Notes from the Underground, from South African filmmakers Adrian van Wyk and Chris Kets, is an in-depth study of Cape hip-hop – from its history as an instrument of liberation to its continual role in life on the Cape Flats.

It’s a multilayered and nuanced portrayal of the city’s hip-hop scene, particularly eloquent in evoking the timelessness of the medium.

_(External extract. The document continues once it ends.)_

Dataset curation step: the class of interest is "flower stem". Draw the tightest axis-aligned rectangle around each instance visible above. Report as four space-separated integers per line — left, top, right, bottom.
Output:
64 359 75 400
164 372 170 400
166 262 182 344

Hip-hop music is, the film argues, a form of expression and resistance that transcends the constraints of linear time, collapsing the perceived distance between the Cape’s ancient, indigenous roots and the present.

On a similar note, the documentary Amadou and Mariam: The Blind Couple from Mali speaks to music’s capacity to build bridges across borders.

Chronicling the career of one of the most successful African pop artists, the film is strung together through a harmony of infectious love, humour and joy, intimately narrated by the stylish Amadou and Mariam themselves as well as a cast of their musical collaborators and admirers, including Vieux Farka Touré, Tiken Jah Fakoly, Scissor Sisters’ Jake Shears and Coldplay’s Chris Martin.

“We sing to say that failing to unite and failing to get along just doesn’t work,” says Amadou, describing their song Généralisé. “We remind everyone of their duty [...] the musicians, they are here to sing, to send out messages so that harmony can exist.”

Both Amadou and Mariam as well as Notes from the Underground carry a narrative and visual glow that embodies a sense of nostalgia, not necessarily for the past, but rather for a future that pulses to a unified beat. DM

Encounters Documentary Festival takes place at select cinemas in Johannesburg and Cape Town from 4 to 14 June.

Also screening at the festival are the African premieres of Tutu and Knife: The Attempted Murder of Salman Rushdie.